Emine Işınsu'ya dair
Ünlü romancımız Emine Işınsu Öksüz de hayata veda etti. Uzun süre rahatsızdı.
İçinden geldiği gibi, hissettiği gibi, hatıralarını yazmıştı en son: "Kendimden Kendime".
Emine Işınsu, gözlerini kapatıyor, iradesini kaleme teslim ediyor. Kalem onu alıp iç dünyasına götürüyor.
Kalem sınır koymuyor... Okuyucu için değil; onun için yazıyor; sevinçlerini, pişmanlıklarını, açmazlarını, ufuk ötelerini bir bir kâğıda döküyor.
Hatıralar, romanlarından farklı bir üslûp. Roman başkalarının yaşadıkları hayattan örneklerdir. Üslûp, o romandaki kişi ve mekâna göre şekillenir. Yazar fikrinden, kendi içinde bulunduğu dünyadan pay ekler, bildiği, konuştuğu dille tasvir eder. Fikrî haznesi romanın edebî yapısıyla orantılıdır. Fikrî hazine ise lebalep "millî kültür"dür.
Prof. Dr. Mehmet Kaplan, "Türk Milletinin Kültürel Değerleri"nde, "''Kültür'' kelimesi türkçeye fransızcadan girmiştir. Fransızca ''culture'' kelimesi ve lâtince ''toprağı sürmek'' mânalarına gelen ''cultura'' kelimesinden türemiştir.

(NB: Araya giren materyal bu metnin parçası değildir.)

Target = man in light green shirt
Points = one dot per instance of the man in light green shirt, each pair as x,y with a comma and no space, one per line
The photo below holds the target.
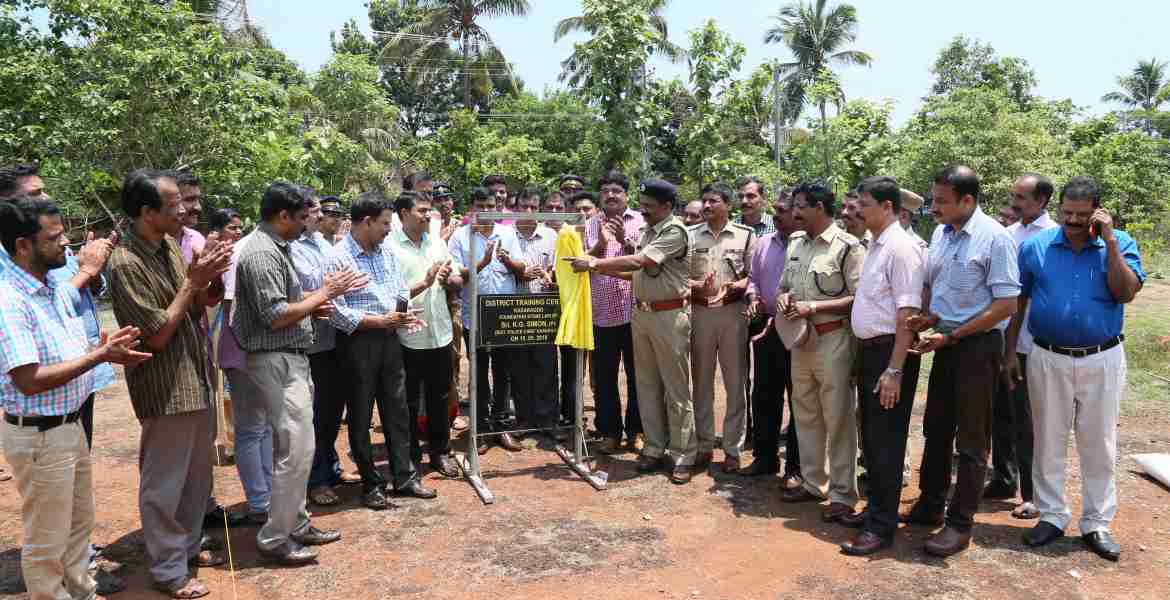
428,270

Kelime daha sonra ''insan vücudunu ve ruhunu terbiye etme'', sanat ve fikir eserlerini geliştirme'' manalarını da içine alan bir genişlik kazanmıştır." der ve çok sevdiği Fransız şair ve fikir adamı Paul Valéry''nin "Arslanın vücudu yediği hayvanlardan oluşur." sözünü hatırlatır:
"Bu fikir, fertlerin kültür hayatına uygun olduğu kadar millî kültür sahasına da uygundur. (…) Nasıl hayvanlar ve insanlar dışarıdan bünyelerine uygun olmayan gıdaları alınca rahatsız olur, hastalanır, hattâ ölürse, millî varlığa uygun olmayan yabancı kültürler de milletleri öldürebilir."

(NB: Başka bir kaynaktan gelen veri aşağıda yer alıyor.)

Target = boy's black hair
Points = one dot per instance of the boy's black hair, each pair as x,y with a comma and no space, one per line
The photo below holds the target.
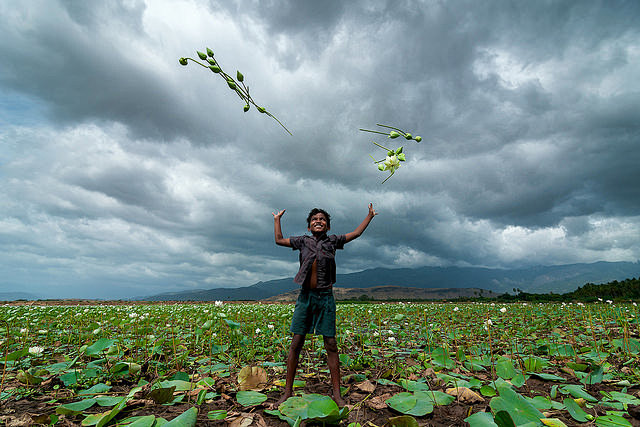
317,211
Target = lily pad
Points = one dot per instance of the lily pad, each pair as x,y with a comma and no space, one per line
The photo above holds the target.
250,398
411,404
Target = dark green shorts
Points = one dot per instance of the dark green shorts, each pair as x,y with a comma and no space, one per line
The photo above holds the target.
315,313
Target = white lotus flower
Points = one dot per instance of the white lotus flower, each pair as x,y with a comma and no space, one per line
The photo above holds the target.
36,351
392,163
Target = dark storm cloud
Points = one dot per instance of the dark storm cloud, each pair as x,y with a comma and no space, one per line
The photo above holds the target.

Emire Işınsu, Mehmet Kaplan''ın tarifinin şuurundaydı. O, bir tarafta silahlarla, bir tarafta fikirlerle çarpışılan netameli kavga günlerinde gözünü kararttı; fikir cephesinde mevzi aldı.

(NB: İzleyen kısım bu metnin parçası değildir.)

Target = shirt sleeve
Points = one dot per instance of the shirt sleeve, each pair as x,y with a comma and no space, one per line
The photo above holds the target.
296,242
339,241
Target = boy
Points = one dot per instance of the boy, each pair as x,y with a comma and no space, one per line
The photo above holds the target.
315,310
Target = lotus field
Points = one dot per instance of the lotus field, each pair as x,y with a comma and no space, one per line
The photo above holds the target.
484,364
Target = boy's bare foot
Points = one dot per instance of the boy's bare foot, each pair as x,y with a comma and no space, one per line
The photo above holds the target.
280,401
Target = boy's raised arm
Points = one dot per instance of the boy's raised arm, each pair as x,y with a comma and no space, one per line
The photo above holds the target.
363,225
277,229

"Kendimden Kendime"nin "Önsöz"ünde sevgili eşi Prof. Dr. İskender Öksüz "Kendimden Kendime, Işınsu''nun son yazısı. Bir iç dökme. / Bazı yazarlar ''bu son kitabımdır'' diye yazmışlardır ve sonra bir daha, bir daha yazmışlardır; fakat bu Emine Işınsu''nun kesinlikle son kitabıdır. Kendisi de bunun farkındaydı." diye yazıyor.
27 Aralık 2020 günü. Bu köşede, "''Kendimden Kendime'', samimî bir başlık. Hatıralarının üslûbu da samimî. ''Kadın'' kimliğini örtmediği gibi, ön planda tutuyor. Şu içten satırları okumalıyız." diyor, yüreğinden gelen sesten bir bölüm verdikten sonra yazıyı "Sonra yine yazacağız." diye bitiriyorum. O gün bugünmüş.
Sözü Emine Işınsu''ya bırakıyorum:
"Bismillâhirrahmanirahim, hemen Yüce Allah, yardımcım ve rehberim olsun, âmin. /Yazacağım, (her neyse) ismini koydum bile: ''Kendimden Kendime''. Lâkin ne?.. Bir roman mı, on altıncısı olur!.. ''Küçük Dünya''dan sonra, gelen on dördüncüden, sonraki... Yoksa bu on altıncısı bir biyografi mi... O gün İLESAM''ın verdiği ödül sonrası pek kısacık konuşmamda ''Biyografik roman'' demiştim, ''Yazacağım.'' demiştim, ''Yüce Allah izin verirse'' diye ilâve etmiş miydim, hatırlamıyorum. Ancak, çok heyecanlı yüreğimdeki fısıltı, sadece O''nun ismi olmalıydı. Böyle ''büyük bir sözde'', başka ne olabilir ki... Yaradan''a sevgim kocaman ve yanında ona eşlik eden kocaman bir korku; O''nun ismini telâffuz ederken; biri diğerinden ayrı değil, çapları ve ruhumda etkileri eşit..."
Allah rahmet eylesin. Nur içinde yatsın.